China buys more than 80% of Iran's seaborne oil exports, so sanctioning a single Chinese refinery only does so much.

The real pressure point is the banks moving the money, and Treasury has now told two of them they are next if Iranian cash keeps flowing through their accounts.

What Treasury Did

The Trump administration sanctioned Hengli Petrochemical (Dalian) Refinery on Friday, with Treasury calling Hengli one of Iran's largest customers for crude and refined products.

The Office of Foreign Assets Control also hit roughly 40 ships and shipping companies tied to Iran's "shadow fleet," the network of vessels that move oil under sanctions.

China's embassy in Washington pushed back, saying Washington should "stop politicizing trade and sci-tech issues and using them as a weapon." Last year, the U.S. sanctioned three other Chinese teapot refiners, who kept buying under different names.

Why The Banks Are The Real Story

Teapot refineries are independent and small, with almost no exposure to the U.S. financial system, which is what makes them hard to break with sanctions.

Sanctions experts have argued for years that the only way to actually choke off Iranian oil is to go after the Chinese banks settling the trades.

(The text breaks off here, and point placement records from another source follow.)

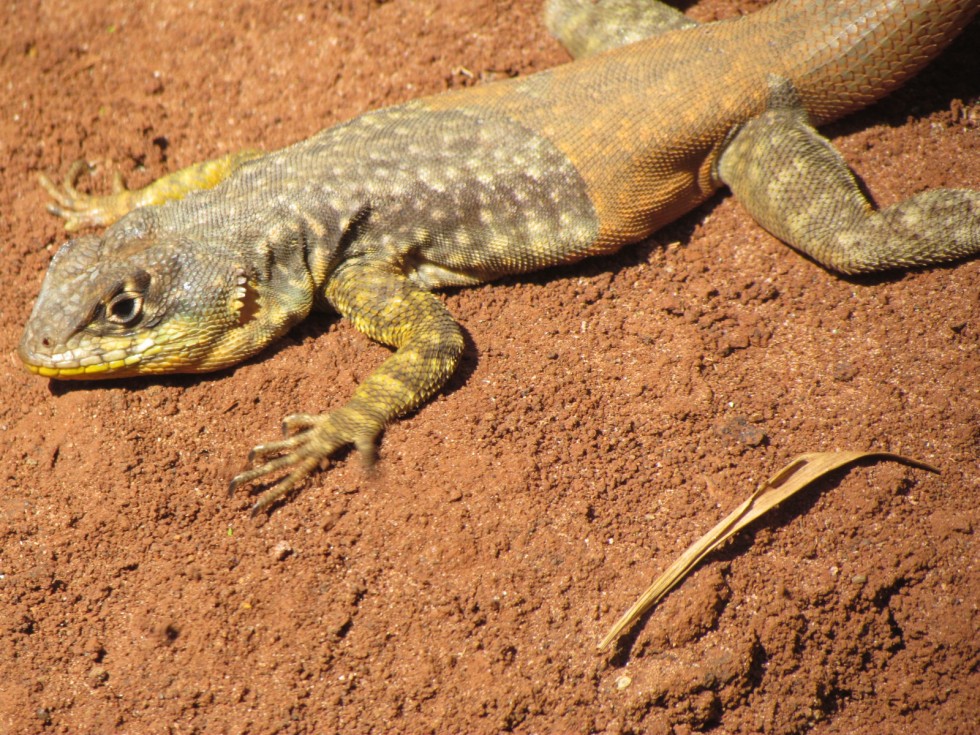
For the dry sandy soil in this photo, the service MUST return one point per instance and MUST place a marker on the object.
(604, 417)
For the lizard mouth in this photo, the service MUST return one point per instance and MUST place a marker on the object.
(82, 362)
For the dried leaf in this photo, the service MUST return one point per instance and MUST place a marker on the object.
(792, 478)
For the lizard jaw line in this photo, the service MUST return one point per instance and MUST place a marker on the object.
(65, 366)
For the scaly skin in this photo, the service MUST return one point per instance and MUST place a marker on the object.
(208, 265)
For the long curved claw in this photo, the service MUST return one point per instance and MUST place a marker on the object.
(310, 440)
(79, 209)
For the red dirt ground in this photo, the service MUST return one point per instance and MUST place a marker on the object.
(605, 416)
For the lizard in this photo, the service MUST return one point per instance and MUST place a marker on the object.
(206, 266)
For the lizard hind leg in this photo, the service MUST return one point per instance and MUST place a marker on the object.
(79, 209)
(797, 186)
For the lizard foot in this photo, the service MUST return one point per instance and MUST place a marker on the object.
(79, 209)
(310, 440)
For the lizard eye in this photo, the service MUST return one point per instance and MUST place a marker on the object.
(124, 308)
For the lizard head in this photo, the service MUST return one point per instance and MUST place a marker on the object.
(129, 303)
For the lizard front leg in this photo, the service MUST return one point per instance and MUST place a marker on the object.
(389, 308)
(794, 184)
(79, 209)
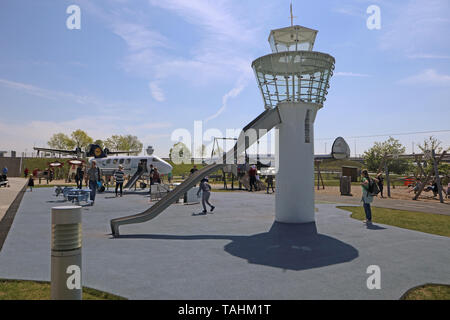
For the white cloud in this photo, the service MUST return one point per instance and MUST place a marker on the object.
(61, 95)
(350, 74)
(230, 94)
(156, 91)
(428, 77)
(214, 16)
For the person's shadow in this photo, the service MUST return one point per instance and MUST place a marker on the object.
(285, 246)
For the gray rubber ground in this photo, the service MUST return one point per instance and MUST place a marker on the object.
(236, 253)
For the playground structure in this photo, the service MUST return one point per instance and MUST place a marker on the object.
(293, 81)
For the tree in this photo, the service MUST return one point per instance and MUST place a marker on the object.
(202, 151)
(61, 141)
(389, 149)
(113, 143)
(218, 151)
(81, 139)
(180, 153)
(428, 145)
(99, 142)
(131, 143)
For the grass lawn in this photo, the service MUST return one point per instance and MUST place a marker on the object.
(419, 221)
(428, 292)
(37, 290)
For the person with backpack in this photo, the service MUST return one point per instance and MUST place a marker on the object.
(380, 183)
(93, 176)
(205, 187)
(119, 177)
(269, 182)
(369, 189)
(252, 177)
(31, 182)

Bessent told reporters at the White House on April 15 that Treasury wrote to two Chinese banks warning them about secondary sanctions, with a clear message: prove you do not have Iranian money flowing through, or get cut off from the U.S. dollar system.

Bessent's "Financial Stranglehold"

Bessent called the strategy a "financial stranglehold" on Iran. The Hengli move is the warning shot, while the banks are the trigger.

Teapots account for about a quarter of China's refining capacity and have been paying premiums over Brent for Iranian oil since the U.S. let a recent waiver expire.

What To Watch

If Treasury follows through on Chinese banks, those buyers run out of ways to pay, which is the move that would actually cut Iranian oil off the market.

The Hengli announcement is a small step on its own. The bank letters are the part that could move the price of crude.